Despite my academic success, I still felt that I lacked focus in determining what I wanted to do in the future. I attended a lecture by a celebrated professor named Haoqian Tang, which proved to be a turning point in my academic career. Professor Tang opened my eyes to the advantages of interdisciplinary study by showing us that food science and technology should not be approached as an isolated field that is unrelated to the other sciences, rather that the other disciplines should strengthen and invigorate the subject. Professor Tang's wisdom held the solution to my lack of focus. Following that morning's revelation, I took a second look at my plan of undergraduate study and registered for a second major in Information Systems Management, which gave me a tremendous working knowledge in computer technology. Although this second major gave me a huge workload of forty class hours every week, it taught me valuable time management skills and how to use computer technology in the area of food engineering. Thanks to Professor Tang's provocative interdisciplinary theory, I gained a clearer perspective on the principles of food science and technology as well as my own future.

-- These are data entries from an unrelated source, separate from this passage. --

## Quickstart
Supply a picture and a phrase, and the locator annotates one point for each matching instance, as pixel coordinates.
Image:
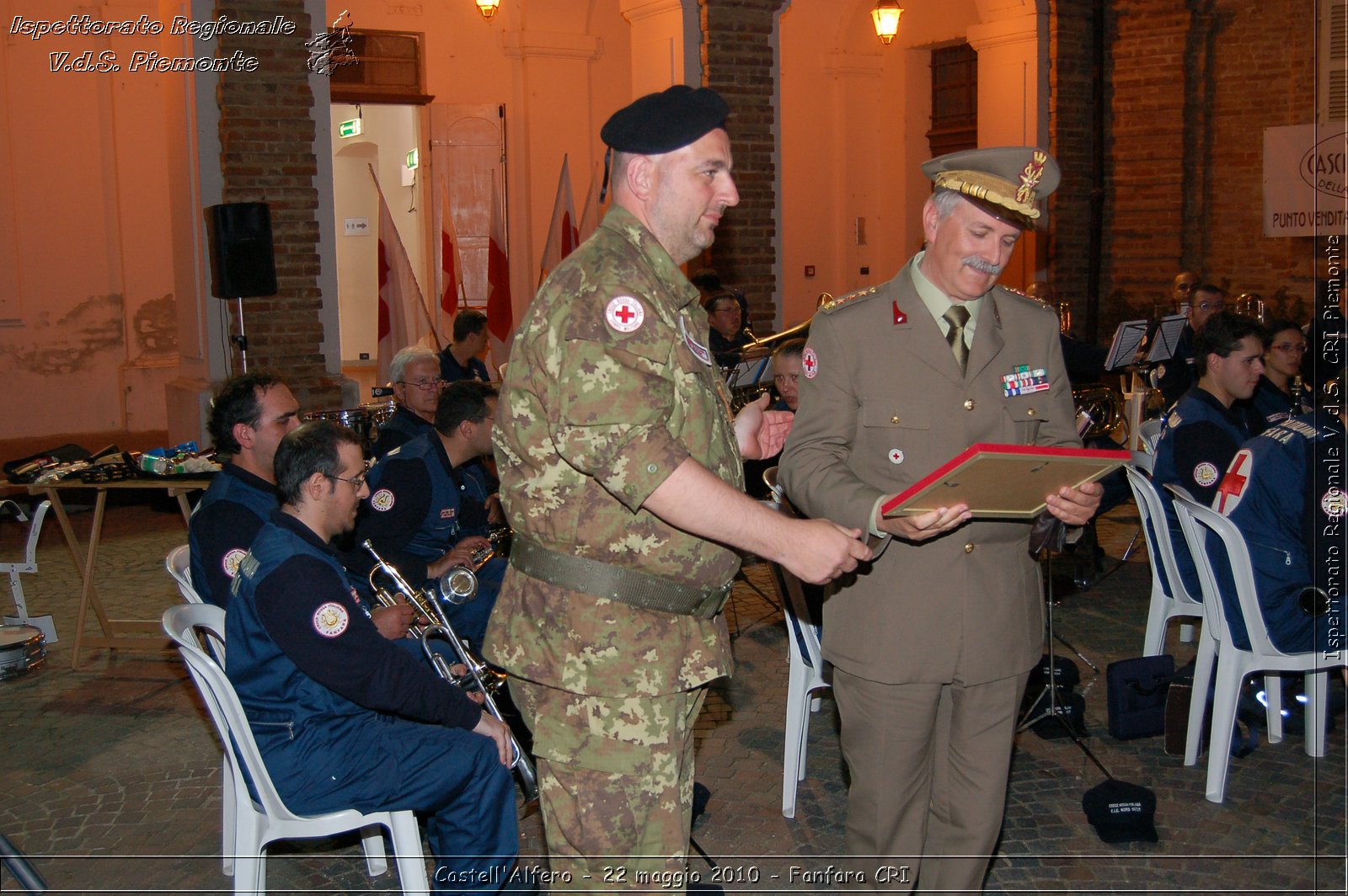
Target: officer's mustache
(979, 264)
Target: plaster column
(859, 138)
(548, 119)
(658, 51)
(1013, 46)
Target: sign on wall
(1305, 181)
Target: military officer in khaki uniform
(620, 475)
(933, 642)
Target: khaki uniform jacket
(886, 406)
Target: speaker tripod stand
(242, 339)
(1046, 702)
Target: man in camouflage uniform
(620, 476)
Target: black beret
(665, 121)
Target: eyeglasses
(425, 386)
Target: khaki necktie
(957, 317)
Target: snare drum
(22, 650)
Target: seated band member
(431, 503)
(1281, 495)
(786, 375)
(343, 718)
(1203, 431)
(1278, 395)
(249, 417)
(417, 383)
(728, 334)
(1177, 375)
(460, 360)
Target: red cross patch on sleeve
(1235, 482)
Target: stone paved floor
(110, 776)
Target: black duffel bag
(1137, 696)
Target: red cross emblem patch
(1233, 483)
(624, 314)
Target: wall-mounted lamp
(886, 18)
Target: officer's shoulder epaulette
(1029, 300)
(832, 303)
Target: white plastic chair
(1161, 554)
(805, 675)
(1233, 664)
(179, 566)
(27, 565)
(251, 826)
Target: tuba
(478, 677)
(1099, 410)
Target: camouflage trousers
(615, 785)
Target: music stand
(1166, 339)
(1127, 339)
(1048, 698)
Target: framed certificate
(1004, 482)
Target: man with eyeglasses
(1280, 395)
(417, 384)
(433, 503)
(343, 718)
(249, 417)
(1177, 375)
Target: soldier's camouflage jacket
(606, 394)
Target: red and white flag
(563, 233)
(591, 211)
(399, 296)
(451, 282)
(500, 313)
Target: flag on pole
(500, 314)
(451, 285)
(591, 211)
(563, 233)
(398, 290)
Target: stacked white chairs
(1177, 603)
(179, 568)
(253, 824)
(27, 565)
(1200, 525)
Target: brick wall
(266, 138)
(1190, 91)
(738, 61)
(1072, 135)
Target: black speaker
(243, 262)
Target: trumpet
(479, 675)
(458, 584)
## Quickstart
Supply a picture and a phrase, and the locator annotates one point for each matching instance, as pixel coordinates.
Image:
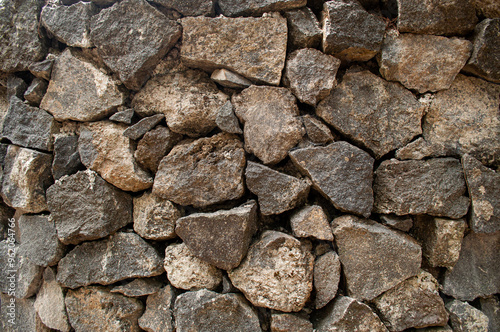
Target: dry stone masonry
(260, 165)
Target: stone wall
(262, 165)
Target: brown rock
(252, 47)
(204, 172)
(271, 123)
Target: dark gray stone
(132, 55)
(29, 126)
(341, 172)
(374, 257)
(208, 311)
(85, 207)
(434, 186)
(119, 257)
(220, 238)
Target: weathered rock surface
(413, 303)
(393, 256)
(303, 29)
(95, 309)
(441, 239)
(277, 272)
(277, 192)
(190, 101)
(203, 172)
(26, 176)
(29, 126)
(464, 317)
(476, 274)
(252, 47)
(380, 115)
(121, 256)
(326, 278)
(434, 186)
(85, 207)
(271, 123)
(220, 238)
(21, 45)
(311, 221)
(80, 91)
(103, 148)
(186, 271)
(155, 218)
(350, 33)
(347, 314)
(209, 311)
(49, 303)
(423, 62)
(158, 314)
(341, 172)
(39, 242)
(485, 58)
(132, 55)
(434, 17)
(310, 74)
(69, 24)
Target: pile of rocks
(223, 165)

My professors noticed my newfound vigor and helped to push me to an even higher learning level. During my senior year, we were assigned to design a milk processing plant. I not only accomplished my work in advance but also designed the milk plant using CAD/CAM. This work experience put Mechanical Drawing into practice and also sharpened my insight into the whole procedure of plant design and manufacturing technology. I then found myself deeply absorbed in the design field. My thesis was titled "The Application of the Electronic Nose", which combined my knowledge of computers with my interest in food engineering. I set up an "electronic nose" with a sensor system and a computer recognition system that was able to detect pork meat odors by using gas sensors that measure the change in voltage due to the presence of certain chemicals. This allowed for mechanically judging whether pork meat was spoiled, which earned me high praise from my supervisor. Although the research only proved a small step toward understanding the spoilage mechanism, it was a big step for me. Through this work, I acquired valuable experience in every aspect of independent research, and I learned the value of integrating many disciplines within one project.

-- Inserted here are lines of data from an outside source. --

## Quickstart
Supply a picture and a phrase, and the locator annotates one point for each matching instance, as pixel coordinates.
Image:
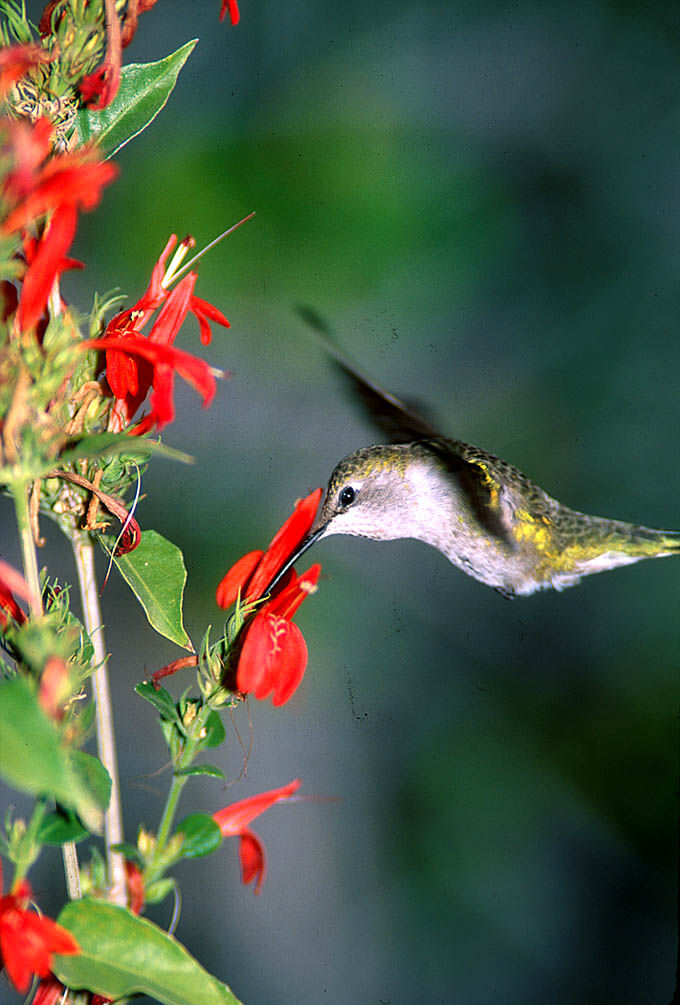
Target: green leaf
(61, 826)
(33, 759)
(156, 573)
(158, 890)
(129, 851)
(201, 835)
(122, 955)
(161, 699)
(93, 776)
(144, 91)
(202, 769)
(214, 732)
(102, 443)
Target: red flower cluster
(233, 821)
(39, 183)
(27, 941)
(274, 654)
(137, 363)
(232, 7)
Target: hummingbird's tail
(597, 545)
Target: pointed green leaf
(201, 835)
(101, 443)
(122, 955)
(158, 890)
(32, 758)
(214, 731)
(160, 698)
(156, 574)
(61, 826)
(144, 91)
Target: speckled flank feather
(483, 514)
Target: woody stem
(103, 711)
(30, 566)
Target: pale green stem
(178, 783)
(105, 737)
(28, 556)
(30, 564)
(169, 811)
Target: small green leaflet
(144, 91)
(156, 574)
(123, 955)
(201, 835)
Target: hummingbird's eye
(347, 495)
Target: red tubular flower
(16, 60)
(252, 580)
(232, 7)
(165, 360)
(28, 941)
(12, 582)
(36, 185)
(274, 654)
(138, 364)
(54, 687)
(233, 821)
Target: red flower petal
(284, 543)
(236, 578)
(43, 269)
(27, 943)
(135, 881)
(285, 603)
(253, 859)
(235, 818)
(273, 658)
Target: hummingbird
(483, 514)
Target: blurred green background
(483, 200)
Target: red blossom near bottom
(166, 361)
(12, 582)
(52, 992)
(273, 658)
(233, 821)
(274, 654)
(28, 941)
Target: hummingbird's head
(383, 492)
(368, 493)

My studies in your Ph.D. program can help me to further develop my interest in the field of food science and engineering. I am fascinated with food engineering theory and equipment and mechanical drawing. I would like to conduct further research into improving existing food equipment or even inventing something entirely new that will help create safer food products. My primary research interest lies in the study of biosensor technology and its applications in the field of food engineering.

At Texas A&M, I am interested in working closely with Dr. Rosana G. Moreira as my supervisor. Dr. Moreira has indicated an interest in further study in biosensor technology and the development of nano-biosensors to detect microorganisms in foods, which falls in line with my academic interests. I would also like to work and study with Dr. Elena Castell-Perez because she is the Director for the Center of Food Processing and Engineering at Texas A & M, and I believe that I could learn much practical knowledge by studying under her guidance.

In the future, I would like to be able to design and develop my own food equipment for use in food engineering. Processing efficiencies related to the use of resources such as energy and water in a number of food operations will require dramatic improvements in the food engineering field. After carefully comparing the strengths of many universities, I found that the Institute of Food Science and Engineering at Texas A & M University would provide the ideal environment to continue learning. It provides a competitive and inspiring academic atmosphere, the chance for active and fruitful research, access to state-of- the-art facilities, and close interaction between students and its distinguished faculty. Perhaps most importantly, Texas A & M food scientists synthesize all of the sciences to make new breakthroughs in research. I know that I can thrive in this environment, and I look forward to your program to enrich my competency as a scholar and accomplished food science professional.